Culture, Food Culture

The Basis of the Inca Economy: Agriculture

Working a Field in Cuzco

 

Quinoa Growing in Anta Province (Walter Coraza Morveli)
Quinoa Growing in Anta Province (Walter Coraza Morveli)

Agriculture was undoubtedly the most important economic activity of the Incas, even in coastal areas where fishing also played an important role.

In the Inca period, money was not known; for their transactions they used the barter system, which was a system through which the population of Tawantinsuyo, The Inca Domain, exchanged agricultural and livestock products with one another.

The Inca society revolved around the land; it was seen as a source of life.
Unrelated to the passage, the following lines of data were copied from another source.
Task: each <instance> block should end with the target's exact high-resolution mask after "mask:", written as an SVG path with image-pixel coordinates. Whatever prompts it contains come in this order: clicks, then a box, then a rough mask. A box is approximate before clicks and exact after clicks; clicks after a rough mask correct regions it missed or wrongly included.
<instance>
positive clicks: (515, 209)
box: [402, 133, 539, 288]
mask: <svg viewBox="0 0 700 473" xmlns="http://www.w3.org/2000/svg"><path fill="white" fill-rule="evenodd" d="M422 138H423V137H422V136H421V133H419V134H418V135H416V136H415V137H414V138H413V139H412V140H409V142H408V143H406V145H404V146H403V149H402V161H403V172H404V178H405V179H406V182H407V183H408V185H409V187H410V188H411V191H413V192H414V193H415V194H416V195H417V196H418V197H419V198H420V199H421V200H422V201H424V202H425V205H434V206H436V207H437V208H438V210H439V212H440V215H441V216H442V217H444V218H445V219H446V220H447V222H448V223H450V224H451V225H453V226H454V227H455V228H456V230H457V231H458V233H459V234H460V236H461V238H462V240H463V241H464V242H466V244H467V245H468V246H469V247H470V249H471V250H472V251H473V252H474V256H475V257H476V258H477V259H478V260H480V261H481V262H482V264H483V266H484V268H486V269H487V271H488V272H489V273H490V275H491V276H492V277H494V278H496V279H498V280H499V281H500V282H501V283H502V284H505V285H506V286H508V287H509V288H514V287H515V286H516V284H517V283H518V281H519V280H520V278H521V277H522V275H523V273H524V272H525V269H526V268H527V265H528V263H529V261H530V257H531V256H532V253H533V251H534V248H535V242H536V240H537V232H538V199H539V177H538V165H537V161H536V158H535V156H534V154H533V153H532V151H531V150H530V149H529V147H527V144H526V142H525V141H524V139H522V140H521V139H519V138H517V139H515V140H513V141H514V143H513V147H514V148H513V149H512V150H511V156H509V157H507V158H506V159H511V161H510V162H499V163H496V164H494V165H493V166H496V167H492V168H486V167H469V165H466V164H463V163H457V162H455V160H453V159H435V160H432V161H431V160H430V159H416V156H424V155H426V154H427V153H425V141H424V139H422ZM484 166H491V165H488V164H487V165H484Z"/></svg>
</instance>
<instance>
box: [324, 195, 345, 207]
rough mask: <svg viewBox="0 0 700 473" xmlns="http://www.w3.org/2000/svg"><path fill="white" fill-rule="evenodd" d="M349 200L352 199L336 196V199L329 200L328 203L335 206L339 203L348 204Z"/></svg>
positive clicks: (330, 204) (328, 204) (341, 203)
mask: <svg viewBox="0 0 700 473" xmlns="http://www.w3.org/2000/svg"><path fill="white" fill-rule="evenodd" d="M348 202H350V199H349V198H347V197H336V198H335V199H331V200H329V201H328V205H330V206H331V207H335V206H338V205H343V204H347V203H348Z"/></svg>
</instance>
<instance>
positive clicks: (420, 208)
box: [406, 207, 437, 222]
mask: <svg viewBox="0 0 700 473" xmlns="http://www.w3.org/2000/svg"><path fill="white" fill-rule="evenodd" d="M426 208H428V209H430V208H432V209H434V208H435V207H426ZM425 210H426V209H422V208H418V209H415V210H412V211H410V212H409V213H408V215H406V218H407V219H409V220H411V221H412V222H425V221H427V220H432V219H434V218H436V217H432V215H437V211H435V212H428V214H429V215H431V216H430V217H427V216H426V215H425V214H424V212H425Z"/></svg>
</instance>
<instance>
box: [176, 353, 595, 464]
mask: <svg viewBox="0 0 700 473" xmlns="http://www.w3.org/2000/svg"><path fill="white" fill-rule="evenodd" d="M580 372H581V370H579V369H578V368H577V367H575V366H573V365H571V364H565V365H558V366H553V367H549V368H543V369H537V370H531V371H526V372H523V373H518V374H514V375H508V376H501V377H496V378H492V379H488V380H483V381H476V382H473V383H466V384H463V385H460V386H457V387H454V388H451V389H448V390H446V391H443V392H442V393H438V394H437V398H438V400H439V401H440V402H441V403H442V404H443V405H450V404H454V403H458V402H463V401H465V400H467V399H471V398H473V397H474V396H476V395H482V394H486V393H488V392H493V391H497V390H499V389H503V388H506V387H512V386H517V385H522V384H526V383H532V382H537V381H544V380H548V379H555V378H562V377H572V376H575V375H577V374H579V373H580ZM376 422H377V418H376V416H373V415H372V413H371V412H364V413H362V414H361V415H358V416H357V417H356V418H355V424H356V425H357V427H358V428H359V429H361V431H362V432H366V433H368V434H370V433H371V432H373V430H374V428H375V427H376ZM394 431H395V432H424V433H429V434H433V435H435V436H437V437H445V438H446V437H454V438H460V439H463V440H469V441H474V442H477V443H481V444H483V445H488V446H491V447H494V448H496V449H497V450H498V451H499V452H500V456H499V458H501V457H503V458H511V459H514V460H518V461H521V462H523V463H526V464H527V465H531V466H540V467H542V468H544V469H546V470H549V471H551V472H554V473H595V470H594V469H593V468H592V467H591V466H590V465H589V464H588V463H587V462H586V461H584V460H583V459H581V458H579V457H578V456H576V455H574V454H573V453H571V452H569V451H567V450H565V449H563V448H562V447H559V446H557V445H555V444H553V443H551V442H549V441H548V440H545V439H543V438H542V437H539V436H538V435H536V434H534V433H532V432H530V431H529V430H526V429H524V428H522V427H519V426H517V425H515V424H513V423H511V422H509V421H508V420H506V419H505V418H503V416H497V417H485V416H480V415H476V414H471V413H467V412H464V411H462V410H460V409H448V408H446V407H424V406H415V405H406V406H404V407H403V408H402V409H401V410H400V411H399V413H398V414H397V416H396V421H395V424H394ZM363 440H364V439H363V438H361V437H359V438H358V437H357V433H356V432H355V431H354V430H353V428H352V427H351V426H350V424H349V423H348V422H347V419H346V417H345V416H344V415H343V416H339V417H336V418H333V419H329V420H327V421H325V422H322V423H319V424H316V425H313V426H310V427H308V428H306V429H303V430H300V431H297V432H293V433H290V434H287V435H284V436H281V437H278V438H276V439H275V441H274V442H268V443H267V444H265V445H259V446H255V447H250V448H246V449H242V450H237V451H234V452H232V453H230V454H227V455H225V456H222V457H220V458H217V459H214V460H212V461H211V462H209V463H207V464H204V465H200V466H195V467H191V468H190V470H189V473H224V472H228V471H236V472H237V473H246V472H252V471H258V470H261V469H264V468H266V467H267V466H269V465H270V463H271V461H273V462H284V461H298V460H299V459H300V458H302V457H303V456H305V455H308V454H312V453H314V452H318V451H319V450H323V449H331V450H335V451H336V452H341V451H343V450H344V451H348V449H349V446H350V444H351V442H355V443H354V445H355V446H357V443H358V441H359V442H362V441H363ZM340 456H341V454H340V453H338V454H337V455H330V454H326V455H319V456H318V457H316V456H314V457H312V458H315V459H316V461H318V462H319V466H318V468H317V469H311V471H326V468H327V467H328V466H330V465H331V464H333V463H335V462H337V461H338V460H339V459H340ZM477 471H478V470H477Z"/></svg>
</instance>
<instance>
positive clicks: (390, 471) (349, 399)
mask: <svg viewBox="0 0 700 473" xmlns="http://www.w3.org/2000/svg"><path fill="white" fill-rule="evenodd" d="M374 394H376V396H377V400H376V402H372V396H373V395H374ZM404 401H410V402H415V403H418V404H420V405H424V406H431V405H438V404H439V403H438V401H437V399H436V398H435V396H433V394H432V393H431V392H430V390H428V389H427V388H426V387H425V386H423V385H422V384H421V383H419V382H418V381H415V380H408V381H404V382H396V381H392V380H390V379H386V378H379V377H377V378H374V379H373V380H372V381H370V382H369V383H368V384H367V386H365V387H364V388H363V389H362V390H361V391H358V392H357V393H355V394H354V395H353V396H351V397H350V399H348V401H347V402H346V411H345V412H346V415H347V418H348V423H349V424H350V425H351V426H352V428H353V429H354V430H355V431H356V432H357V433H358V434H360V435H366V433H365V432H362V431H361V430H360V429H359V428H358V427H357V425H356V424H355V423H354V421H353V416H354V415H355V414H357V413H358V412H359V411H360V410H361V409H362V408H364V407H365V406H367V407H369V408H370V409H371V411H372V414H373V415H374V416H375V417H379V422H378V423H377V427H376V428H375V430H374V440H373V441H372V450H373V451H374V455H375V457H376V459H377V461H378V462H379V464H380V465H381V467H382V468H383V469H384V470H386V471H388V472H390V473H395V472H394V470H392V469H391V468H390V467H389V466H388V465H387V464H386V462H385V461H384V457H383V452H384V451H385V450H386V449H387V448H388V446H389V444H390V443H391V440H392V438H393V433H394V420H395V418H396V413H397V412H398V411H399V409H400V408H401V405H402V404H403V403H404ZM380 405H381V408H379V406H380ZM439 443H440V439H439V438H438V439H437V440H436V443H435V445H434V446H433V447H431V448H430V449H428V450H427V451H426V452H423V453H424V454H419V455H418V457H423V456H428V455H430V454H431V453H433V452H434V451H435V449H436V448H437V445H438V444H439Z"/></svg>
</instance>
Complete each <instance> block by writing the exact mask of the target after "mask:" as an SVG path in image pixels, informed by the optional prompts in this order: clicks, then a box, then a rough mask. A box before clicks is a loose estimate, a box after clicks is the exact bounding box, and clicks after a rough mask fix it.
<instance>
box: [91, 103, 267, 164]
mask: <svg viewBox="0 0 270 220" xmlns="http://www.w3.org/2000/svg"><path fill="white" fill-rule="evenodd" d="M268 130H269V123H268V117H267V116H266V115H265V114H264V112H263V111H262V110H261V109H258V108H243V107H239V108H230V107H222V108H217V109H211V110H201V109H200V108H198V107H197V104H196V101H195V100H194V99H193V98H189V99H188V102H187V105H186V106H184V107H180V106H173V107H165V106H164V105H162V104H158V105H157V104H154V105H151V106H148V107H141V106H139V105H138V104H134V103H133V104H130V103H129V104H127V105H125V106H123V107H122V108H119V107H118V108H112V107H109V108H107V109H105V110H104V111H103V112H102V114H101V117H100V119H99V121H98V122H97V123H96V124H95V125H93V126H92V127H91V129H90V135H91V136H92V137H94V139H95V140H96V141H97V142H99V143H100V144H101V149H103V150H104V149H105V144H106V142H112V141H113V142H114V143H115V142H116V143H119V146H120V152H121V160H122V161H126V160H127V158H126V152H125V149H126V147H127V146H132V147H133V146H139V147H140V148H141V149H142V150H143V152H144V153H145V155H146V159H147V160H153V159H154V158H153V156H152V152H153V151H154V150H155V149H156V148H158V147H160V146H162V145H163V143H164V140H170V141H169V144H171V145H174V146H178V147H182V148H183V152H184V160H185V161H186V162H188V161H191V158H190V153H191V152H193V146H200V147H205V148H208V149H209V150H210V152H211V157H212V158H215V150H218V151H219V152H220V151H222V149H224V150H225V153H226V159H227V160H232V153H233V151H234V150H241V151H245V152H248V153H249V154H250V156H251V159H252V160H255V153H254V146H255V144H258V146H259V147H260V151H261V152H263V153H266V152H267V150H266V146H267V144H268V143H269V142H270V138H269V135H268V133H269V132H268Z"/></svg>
The Incas made it divine with the name of Pacha Mama (Lady Earth).

Water also played a very important role for agriculture. It was a deity known in the Quechua language as Unu or Yaku and together with the land solved the problem of food in the Inca times. In many places there was no water. Such is the case of the coast. But progress and Andean technology overcame all these difficulties. The Incas perfected hydraulic works, including canals, aqueducts, wells, and reservoirs that allowed them to take advantage of the water of the rivers, the subsoil and the rains to be able to cultivate the desert.

The mountainous terrain where most of the population of the empire lived was cultivated through the construction of innumerable platforms or terraces. These allowed people to use the slopes of the Andean mountains. These giant stairs, erected on embankments with stone walls, prevented that the rains from eroding the earth and their crops to the bottom of the valleys.

In these agricultural terraces, up to three harvests per year could be obtained, the most important crops being corn, potatoes, cereals such as: quinoa, kiwicha, cañihua, sweet potato, olluco, yucca, and more. They also grew a great variety of medicinal plants like coca, plantain, maca, etc. Of all these products, coca and corn were considered sacred products, widely used during religious ceremonies.

There were three types of platforms, the platforms that were in the base, were not used for cultivation because they were platforms of support. The platforms of the upper part according to their location and height were used to plant different products and, the platforms of the Top, were ornamental platforms, where they planted different flowers like the flower of the cantuta, considered today the national flower of Peru and one of the most important ceremonial flowers of the Inca period.

Inca organization led to agricultural activity at its highest level. A greater extension of land was cultivated compared to the present. The Incas relied on agricultural works and techniques from previous times, but on a larger scale and with a sense of imperial economy .

In order to be able to make large-scale agriculture possible, the Incas used various techniques in the most important of which we can mention:
• Construction of canals, reservoirs, wells.
• Construction of artificial ponds and lakes.
• Construction of staggered platforms in the hills.
• Improvement of cultivation tools using bronze, for example, the use of the chaquitaclla, which is a pointed stick, with a somewhat curved tip, sometimes made of stone or metal. Before the point, this tool had another cross stick and the farmer leaned his foot on it to sink it into the ground and then turn the earth.
• Use of natural fertilizers for the land such as seabird guano and camelid manure, to increase the productivity of the land.
• Construction of agricultural experimentation centers such as Moray.

Without a strong and efficient agriculture that can be developed with the resources that we have, we cannot hope to sustain and raise the population’s food that still depends so much on importing products from other countries.